As previously stated by this Court in dismissing defendants Thomas and Bishop from this case:

"To the extent Calhoun-El names either Defendant based on his supervisory role, a defendant in a § 1983 action may not be held liable based upon the theory of respondeat superior. See Iqbal, 556 U.S. 662, 676 (2009); Monell v. Department of Social Services, 436 U.S. 658, 694 (1978); Love-Lane v. Martin, 355 F.3d 766, 782 (4th Cir.2004). Instead, supervisory liability is "determined `by pinpointing the persons in the decision making chain whose deliberate indifference permitted the constitutional abuses to continue unchecked.'" Shaw v. Stroud, 13 F.3d 791, 798 (4th Cir.1994) (quoting Slakan v. Porter, 737 F.2d 368, 372-73 (4th Cir.1984)). "Supervisory liability under § 1983 must be supported with evidence: 1) the supervisor had actual or constructive knowledge that his subordinate was engaged in conduct that posed a pervasive and unreasonable risk of constitutional injury to citizens like the plaintiff; 2) the supervisor's response to the knowledge was so inadequate as to show deliberate indifference to or tacit authorization of the alleged offensive practices; and 3) there was an affirmative causal link between the supervisor's inaction and the particular constitutional injury suffered by the plaintiff. See Shaw, 13 F.3d at 799. Calhoun-El sets forth no allegations of fact suggesting this case satisfies the standard for assigning supervisory liability. Consequently, the claims against Bishop and Thomas will be dismissed and they will be dismissed as Defendants."
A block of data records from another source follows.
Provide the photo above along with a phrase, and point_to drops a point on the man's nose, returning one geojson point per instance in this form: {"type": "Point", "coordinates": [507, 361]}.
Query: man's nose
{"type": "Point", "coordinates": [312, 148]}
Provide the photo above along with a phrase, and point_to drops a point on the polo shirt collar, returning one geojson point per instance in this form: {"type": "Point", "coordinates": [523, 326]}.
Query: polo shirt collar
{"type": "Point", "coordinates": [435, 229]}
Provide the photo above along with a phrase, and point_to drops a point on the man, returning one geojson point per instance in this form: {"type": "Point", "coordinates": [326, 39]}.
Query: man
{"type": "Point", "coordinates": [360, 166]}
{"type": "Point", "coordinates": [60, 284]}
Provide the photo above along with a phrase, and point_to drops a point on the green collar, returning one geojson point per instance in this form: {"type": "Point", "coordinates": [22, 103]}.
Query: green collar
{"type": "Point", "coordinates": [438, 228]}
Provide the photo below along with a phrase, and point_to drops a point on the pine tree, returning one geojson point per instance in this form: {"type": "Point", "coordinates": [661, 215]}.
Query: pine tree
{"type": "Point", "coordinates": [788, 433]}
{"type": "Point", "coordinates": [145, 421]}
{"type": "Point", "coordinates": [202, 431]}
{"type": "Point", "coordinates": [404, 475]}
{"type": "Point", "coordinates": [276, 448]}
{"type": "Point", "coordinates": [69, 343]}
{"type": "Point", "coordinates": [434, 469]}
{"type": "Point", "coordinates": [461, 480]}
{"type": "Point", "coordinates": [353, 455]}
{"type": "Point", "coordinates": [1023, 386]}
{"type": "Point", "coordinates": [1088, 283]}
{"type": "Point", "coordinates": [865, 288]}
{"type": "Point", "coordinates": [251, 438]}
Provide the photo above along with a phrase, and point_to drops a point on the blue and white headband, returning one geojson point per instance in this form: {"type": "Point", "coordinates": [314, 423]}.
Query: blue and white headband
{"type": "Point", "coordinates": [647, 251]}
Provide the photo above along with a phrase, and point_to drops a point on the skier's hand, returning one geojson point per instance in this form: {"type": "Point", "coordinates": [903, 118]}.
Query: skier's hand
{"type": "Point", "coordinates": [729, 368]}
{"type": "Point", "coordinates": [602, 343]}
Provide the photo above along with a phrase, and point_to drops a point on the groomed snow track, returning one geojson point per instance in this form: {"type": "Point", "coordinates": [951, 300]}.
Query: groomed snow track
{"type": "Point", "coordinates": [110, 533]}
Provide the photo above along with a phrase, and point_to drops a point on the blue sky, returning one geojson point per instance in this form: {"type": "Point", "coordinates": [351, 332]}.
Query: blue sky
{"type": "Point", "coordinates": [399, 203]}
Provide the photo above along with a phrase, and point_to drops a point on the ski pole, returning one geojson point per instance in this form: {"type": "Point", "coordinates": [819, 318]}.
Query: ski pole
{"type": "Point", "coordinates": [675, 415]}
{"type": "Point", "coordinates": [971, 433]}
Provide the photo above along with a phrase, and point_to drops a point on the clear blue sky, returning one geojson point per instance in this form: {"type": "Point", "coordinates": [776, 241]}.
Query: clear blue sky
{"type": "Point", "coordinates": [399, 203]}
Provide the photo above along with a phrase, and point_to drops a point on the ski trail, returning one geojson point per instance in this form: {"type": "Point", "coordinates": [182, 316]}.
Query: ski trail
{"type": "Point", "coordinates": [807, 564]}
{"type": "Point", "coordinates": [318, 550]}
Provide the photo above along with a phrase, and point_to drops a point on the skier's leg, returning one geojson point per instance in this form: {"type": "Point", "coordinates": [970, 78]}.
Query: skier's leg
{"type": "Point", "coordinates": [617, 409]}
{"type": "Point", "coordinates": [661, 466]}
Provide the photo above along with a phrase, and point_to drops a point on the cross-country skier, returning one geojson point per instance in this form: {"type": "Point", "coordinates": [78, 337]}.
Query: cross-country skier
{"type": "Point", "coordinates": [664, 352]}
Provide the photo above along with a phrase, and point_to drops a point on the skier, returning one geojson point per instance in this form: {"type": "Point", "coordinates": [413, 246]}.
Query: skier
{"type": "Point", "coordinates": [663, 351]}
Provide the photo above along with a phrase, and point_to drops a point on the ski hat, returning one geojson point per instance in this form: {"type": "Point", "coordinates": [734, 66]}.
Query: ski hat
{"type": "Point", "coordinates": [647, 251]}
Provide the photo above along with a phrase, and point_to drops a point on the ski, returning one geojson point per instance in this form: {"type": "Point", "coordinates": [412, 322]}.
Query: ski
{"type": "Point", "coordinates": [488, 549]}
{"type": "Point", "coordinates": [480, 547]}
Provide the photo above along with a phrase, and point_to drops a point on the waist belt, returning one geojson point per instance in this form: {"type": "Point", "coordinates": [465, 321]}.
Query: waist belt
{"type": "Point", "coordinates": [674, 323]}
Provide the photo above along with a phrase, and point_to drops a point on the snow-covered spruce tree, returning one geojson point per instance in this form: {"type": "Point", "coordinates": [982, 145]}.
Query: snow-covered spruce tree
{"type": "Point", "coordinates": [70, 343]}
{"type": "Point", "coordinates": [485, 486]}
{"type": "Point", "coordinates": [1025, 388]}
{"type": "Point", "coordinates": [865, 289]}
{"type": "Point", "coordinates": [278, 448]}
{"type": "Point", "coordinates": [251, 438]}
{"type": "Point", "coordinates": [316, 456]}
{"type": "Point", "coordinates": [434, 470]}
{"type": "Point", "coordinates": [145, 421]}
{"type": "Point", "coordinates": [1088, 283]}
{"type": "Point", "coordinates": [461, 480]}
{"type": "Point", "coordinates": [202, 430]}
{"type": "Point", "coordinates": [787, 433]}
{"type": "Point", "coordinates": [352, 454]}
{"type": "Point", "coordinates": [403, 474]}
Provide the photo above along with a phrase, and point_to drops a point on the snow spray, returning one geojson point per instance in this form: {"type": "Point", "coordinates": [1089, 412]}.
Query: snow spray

(ECF No. 42 at 16-17.) The same reasoning applies with respect to plaintiff's proposed claims against the Supervisory Defendants. As the proposed amendment would, therefore, be futile, Plaintiff's Motion is DENIED as to this count.

CONCLUSION

For the reasons stated above, Plaintiff's Motion for Leave to File Amended Complaint (ECF No. 75) is GRANTED IN PART and DENIED IN PART.

A separate order follows.

FootNotes


1. Mr. McCormick remains as counsel of record for plaintiff in this case.
2. Plaintiff's previous amendments have added new parties and provided names for previously unidentified defendants.
3. Based on the previous amendments to the Complaint, defendants refer to plaintiff's proposed pleading as his "Fifth Amended Complaint." See ECF No. 76 at 1.
4. The Court notes that the proposed Amended Complaint omits defendant CO II Cletus H. Hill, who was added as a party in June 2014. (ECF Nos. 24, 26.) As this appears to have been an unintentional omission on the part of plaintiff's counsel, Mr. Hill will remain as a defendant in this case. If plaintiff no longer wishes to pursue his claims against Mr. Hill, plaintiff should promptly advise the Court.
5. Counts I and II are against defendants Wilson and Turner only. Counts III through VII are against defendants Merling, Wilson, Fontaine, Hendrick, Benson, Turner, Raines, Payton, Liken, and Logsdon.
6. As stated in section I, supra, defendants may not be held liable in their official capacities for alleged § 1983 violations.
7. As stated in section I, supra, defendants may not be held liable in their official capacities for alleged § 1983 violations.
8. Even if malice were alleged, plaintiff would still need to identify specific facts supporting a finding of malice in order to overcome a motion to dismiss. "[T]he mere assertion that an act `was done maliciously, or without just cause, or illegally, or with wanton disregard, or recklessly, or improper motive' is not sufficient. To [overcome] a motion raising governmental immunity, the plaintiff must allege with some clarity and precision those facts which make the act malicious." Cherkes, 140 Md. App. at 330, 780 A.2d at 438 (quoting Penhollow v. Board of Commissioners, 116 Md.App. 265, 294, 695 A.2d 1268 (1997). See also Twombly, 550 U.S. at 555.
9. Insofar as plaintiff alleges that the Secretary Defendants failed to prevent their co-employees' tortious conduct, these allegations would be precluded by the public official immunity defense. See supra.